Western Blot Antibodies
Anti-CYP11A1 (Santa Cruz Biotechnology, C-16) and anti-TBP (Abcam) were used.
Quantitative ELISA
CD45+ leukocytes were purified from B16-F10 tumor masses and lungs, of mice that had been tail vein administered B16-F0 cells, and seeded at equal density in IMDM medium supplemented with 10% charcoal stripped fetal bovine serum (Life Technologies, Invitrogen) for 24 hrs.

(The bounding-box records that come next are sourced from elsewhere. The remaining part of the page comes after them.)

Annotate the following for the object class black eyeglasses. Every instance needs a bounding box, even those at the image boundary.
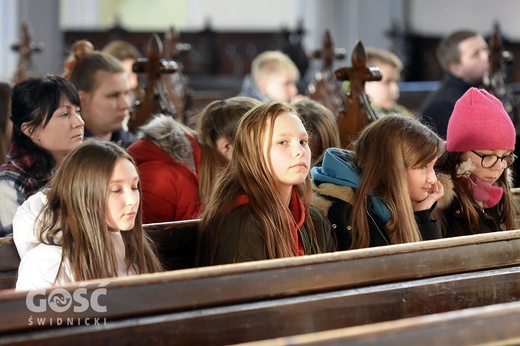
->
[471,150,517,168]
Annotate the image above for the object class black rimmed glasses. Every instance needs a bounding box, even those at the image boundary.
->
[471,150,517,168]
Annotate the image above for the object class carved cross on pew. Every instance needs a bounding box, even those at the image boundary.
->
[334,41,382,148]
[307,30,346,114]
[128,34,178,132]
[11,24,44,83]
[161,27,191,124]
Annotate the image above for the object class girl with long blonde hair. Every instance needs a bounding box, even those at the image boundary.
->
[197,102,335,265]
[14,139,161,289]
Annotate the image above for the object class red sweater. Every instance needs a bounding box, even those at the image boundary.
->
[235,188,305,256]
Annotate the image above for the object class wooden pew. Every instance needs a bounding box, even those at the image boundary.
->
[241,302,520,346]
[0,231,520,344]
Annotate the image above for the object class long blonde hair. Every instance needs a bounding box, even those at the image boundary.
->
[38,139,162,281]
[351,115,444,249]
[197,102,318,265]
[198,97,260,203]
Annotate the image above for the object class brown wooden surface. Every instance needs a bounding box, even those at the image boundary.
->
[307,30,346,114]
[0,267,520,345]
[128,35,178,132]
[334,41,382,148]
[241,301,520,346]
[0,231,520,342]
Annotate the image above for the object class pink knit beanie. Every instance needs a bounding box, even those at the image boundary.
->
[446,88,516,152]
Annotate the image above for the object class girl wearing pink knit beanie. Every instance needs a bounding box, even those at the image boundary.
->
[434,88,516,237]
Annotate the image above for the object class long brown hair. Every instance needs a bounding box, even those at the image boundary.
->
[38,139,162,281]
[197,102,318,265]
[198,97,260,203]
[351,115,444,249]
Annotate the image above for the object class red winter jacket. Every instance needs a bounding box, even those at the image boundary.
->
[127,135,201,223]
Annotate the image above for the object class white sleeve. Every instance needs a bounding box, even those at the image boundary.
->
[0,179,25,237]
[13,191,47,259]
[16,244,61,291]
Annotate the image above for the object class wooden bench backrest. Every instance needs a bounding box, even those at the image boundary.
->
[240,301,520,346]
[0,231,520,340]
[0,267,520,345]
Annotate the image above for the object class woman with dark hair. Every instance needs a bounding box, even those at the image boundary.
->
[0,76,84,236]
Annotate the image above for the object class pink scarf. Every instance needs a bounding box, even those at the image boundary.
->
[463,173,504,209]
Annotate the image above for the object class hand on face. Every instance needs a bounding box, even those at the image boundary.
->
[413,181,444,212]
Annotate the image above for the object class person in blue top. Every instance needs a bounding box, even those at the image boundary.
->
[311,115,444,250]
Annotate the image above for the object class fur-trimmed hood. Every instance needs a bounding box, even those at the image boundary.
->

Pregnenolone concentrations of the culture supernatants were quantified using pregnenolone ELISA kit (Abnova) and corticosteroids ELISA (Thermofisher) kit following manufacturer’s instruction. Absorbance was measured at 450 nm, and data were analyzed in GraphPad Prism 5.
Funding
CRUK Cancer Immunology fund (Ref. 20193) and ERC consolidator grant (ThDEFINE, Project ID: 646794) supported this study.
Author contribution
BM: Led and managed the project, generated hypothesis, designed and performed experiments, analyzed data. JP: Performed experiments, analyzed data and helped in genetically modified mouse generation. LvdW: Performed B16-F10 pulmonary metastasis experiments, analysed data. AR: Performed B16-F10 subcutaneous tumors experiments, analysed data. GK, NAF and KK: Analyzed publicly available gene expression datasets to confirm human tumor expression of steroidogenic genes. ER and GD: Helped in generation of Cyp11a-mCherry and Cyp111a1fl/fl mouse model. SD: Assisted experiments, illustrated diagram. KO: Helped in designing experiments, writing manuscript, critical comments and supervision. DJA: Conducted pulmonary metastasis experiments. JS: Conducted B16-F10 subcutaneous experiments under her PPL. Supervised the study. SAT: Supervised the study. All authors commented on and approved of the draft manuscript before submission.
Acknowledgements
We would like to thank Ana C. Anderson and Rahul Roychoudhuri for their valuable comments on the manuscript and useful discussions; Jana Eliasova for her help with diagram illustration; Bee Ling Ng, Chris Hall, Sam Thompson and Jennie Graham for help with flow cytometry and cell sorting; Research Support Facility, WSI, for their technical help and animal husbandry.